East Rutherford, New Jersey
Few people are less romantic about the state of the Who since bassist John Entwistle died than Pete Townshend. “I used to be in a band called the Who,” he recently wrote on his website. “It does not exist today. We are like a tribute band.”
But for two hours in New Jersey, Townshend and Roger Daltrey – with a band including drummer Zak Starkey and bassist Pino Palladino – put on a maximum-intensity blast of pure Who-ness. They dusted off a few rarely played classics (1978’s “Sister Disco,” 1971’s “Getting in Tune”), in addition to their usual live hits (“Baba O’Riley,” “Pinball Wizard”). Prior to “Who Are You,” Townshend addressed the economy. “Times are hard,” he said. “Luckily not for me, but for you guys. We’re going to brighten up your day.”

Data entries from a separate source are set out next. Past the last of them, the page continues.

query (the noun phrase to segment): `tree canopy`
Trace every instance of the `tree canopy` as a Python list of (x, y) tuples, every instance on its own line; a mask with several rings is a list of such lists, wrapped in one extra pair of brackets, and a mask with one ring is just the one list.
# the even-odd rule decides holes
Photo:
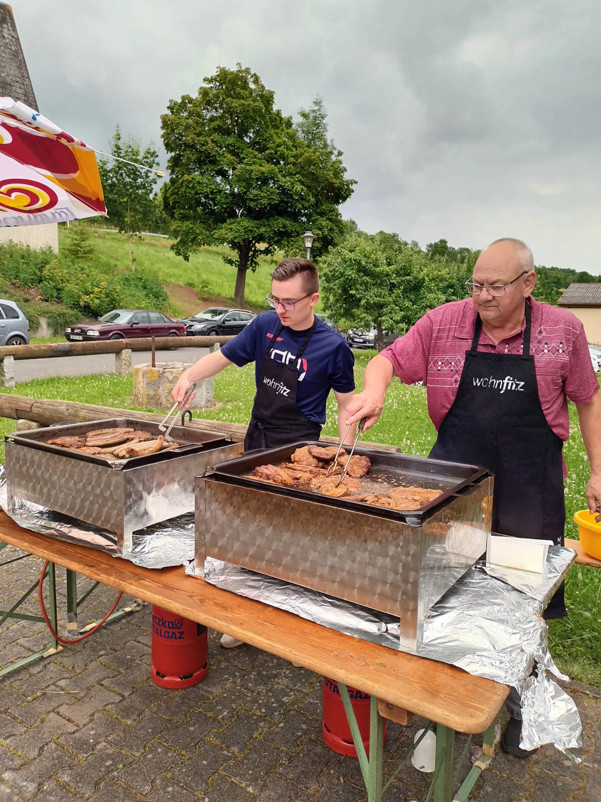
[(314, 104), (295, 128), (259, 75), (240, 64), (205, 78), (195, 97), (171, 100), (161, 118), (172, 249), (188, 260), (203, 245), (228, 245), (236, 254), (224, 258), (237, 269), (237, 305), (260, 255), (307, 228), (319, 255), (343, 233), (338, 206), (355, 182), (345, 177), (325, 123), (323, 105)]

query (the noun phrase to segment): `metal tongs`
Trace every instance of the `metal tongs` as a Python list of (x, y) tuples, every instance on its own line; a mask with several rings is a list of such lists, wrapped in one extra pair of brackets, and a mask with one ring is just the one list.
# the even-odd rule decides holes
[[(337, 488), (338, 487), (338, 485), (341, 484), (341, 482), (342, 481), (342, 480), (346, 476), (346, 472), (347, 472), (347, 470), (349, 468), (349, 463), (350, 462), (350, 458), (353, 456), (353, 452), (355, 451), (355, 446), (357, 445), (357, 441), (359, 439), (359, 435), (363, 434), (363, 427), (365, 425), (365, 421), (366, 420), (367, 420), (367, 418), (361, 418), (361, 419), (359, 421), (359, 425), (357, 427), (357, 434), (355, 435), (355, 441), (353, 444), (353, 448), (351, 448), (351, 452), (349, 455), (349, 459), (346, 460), (346, 464), (345, 465), (345, 469), (342, 472), (342, 473), (341, 474), (340, 479), (336, 483), (336, 487)], [(346, 432), (345, 433), (345, 436), (342, 438), (342, 441), (343, 442), (346, 439), (346, 437), (347, 437), (349, 432), (351, 430), (351, 426), (353, 426), (353, 423), (351, 423), (349, 426), (349, 428), (346, 430)], [(332, 464), (329, 466), (329, 468), (328, 468), (328, 470), (325, 472), (326, 477), (329, 476), (330, 473), (334, 470), (334, 468), (336, 468), (336, 466), (338, 464), (338, 455), (340, 454), (341, 448), (342, 448), (342, 443), (341, 443), (341, 444), (338, 446), (338, 451), (336, 452), (336, 456), (334, 457), (333, 460), (332, 461)]]
[[(159, 423), (159, 431), (164, 432), (164, 434), (163, 435), (163, 438), (167, 443), (173, 443), (173, 438), (169, 436), (169, 432), (171, 431), (171, 429), (173, 428), (173, 427), (175, 425), (175, 422), (177, 420), (177, 417), (178, 417), (178, 415), (179, 414), (179, 409), (185, 409), (186, 408), (186, 403), (188, 403), (188, 401), (190, 399), (190, 396), (192, 395), (192, 393), (194, 392), (194, 391), (196, 389), (196, 382), (191, 382), (190, 383), (190, 387), (188, 387), (188, 392), (184, 395), (184, 400), (181, 402), (181, 407), (179, 407), (179, 401), (175, 401), (175, 403), (173, 404), (173, 406), (169, 410), (169, 411), (167, 413), (167, 415), (165, 415), (165, 417), (163, 419), (163, 420), (160, 422), (160, 423)], [(175, 412), (175, 410), (178, 410), (178, 411)], [(169, 424), (169, 427), (167, 428), (167, 422), (169, 419), (169, 418), (171, 416), (171, 415), (173, 415), (174, 412), (175, 414), (173, 415), (173, 420), (171, 422), (171, 423)]]

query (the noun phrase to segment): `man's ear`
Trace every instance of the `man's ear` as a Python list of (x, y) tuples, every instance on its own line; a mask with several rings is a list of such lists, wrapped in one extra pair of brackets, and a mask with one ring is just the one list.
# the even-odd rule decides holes
[(524, 278), (524, 298), (527, 298), (532, 294), (532, 291), (536, 286), (536, 273), (530, 270)]

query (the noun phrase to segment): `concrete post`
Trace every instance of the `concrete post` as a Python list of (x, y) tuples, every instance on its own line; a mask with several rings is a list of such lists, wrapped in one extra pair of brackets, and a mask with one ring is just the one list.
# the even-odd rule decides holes
[(128, 376), (131, 373), (131, 349), (123, 348), (115, 354), (115, 376)]
[(14, 357), (0, 357), (0, 387), (14, 387)]

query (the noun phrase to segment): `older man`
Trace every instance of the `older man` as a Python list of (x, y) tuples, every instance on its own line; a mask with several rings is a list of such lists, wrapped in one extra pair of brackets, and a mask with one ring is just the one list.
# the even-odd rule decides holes
[[(430, 456), (482, 465), (494, 474), (494, 531), (563, 545), (567, 399), (576, 405), (591, 465), (589, 509), (599, 513), (601, 394), (582, 323), (534, 301), (535, 283), (525, 243), (493, 242), (466, 282), (471, 298), (428, 312), (371, 360), (363, 392), (349, 405), (347, 424), (365, 416), (365, 429), (376, 423), (394, 375), (406, 384), (426, 382), (428, 413), (438, 431)], [(565, 614), (562, 587), (546, 618)], [(503, 746), (526, 756), (514, 692), (507, 707), (511, 719)]]

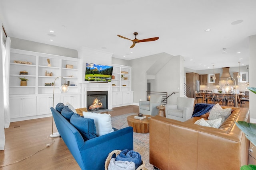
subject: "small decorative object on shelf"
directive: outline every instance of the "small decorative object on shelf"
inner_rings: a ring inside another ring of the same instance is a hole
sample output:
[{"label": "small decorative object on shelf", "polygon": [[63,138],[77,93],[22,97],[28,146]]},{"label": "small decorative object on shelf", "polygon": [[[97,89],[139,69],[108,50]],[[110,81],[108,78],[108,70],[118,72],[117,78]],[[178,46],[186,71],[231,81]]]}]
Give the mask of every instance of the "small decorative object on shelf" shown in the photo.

Daltrey didn’t always hit the right notes, but he nailed the primal scream at the end of “Won’t Get Fooled Again” with remarkable force. After the Tommy medley, Daltrey and Townshend stood alone at center stage for a beautiful acoustic take on “Tea and Theatre,” from 2006’s Endless Wire. The song, about old friends enjoying a cup of tea, was a poignant reminder that the Who’s journey might be close to the end. Townshend might not think it’s the Who anymore, but it’s as close as you’re going to get in 2008.
This story is from the November 27th, 2008 issue of Rolling Stone.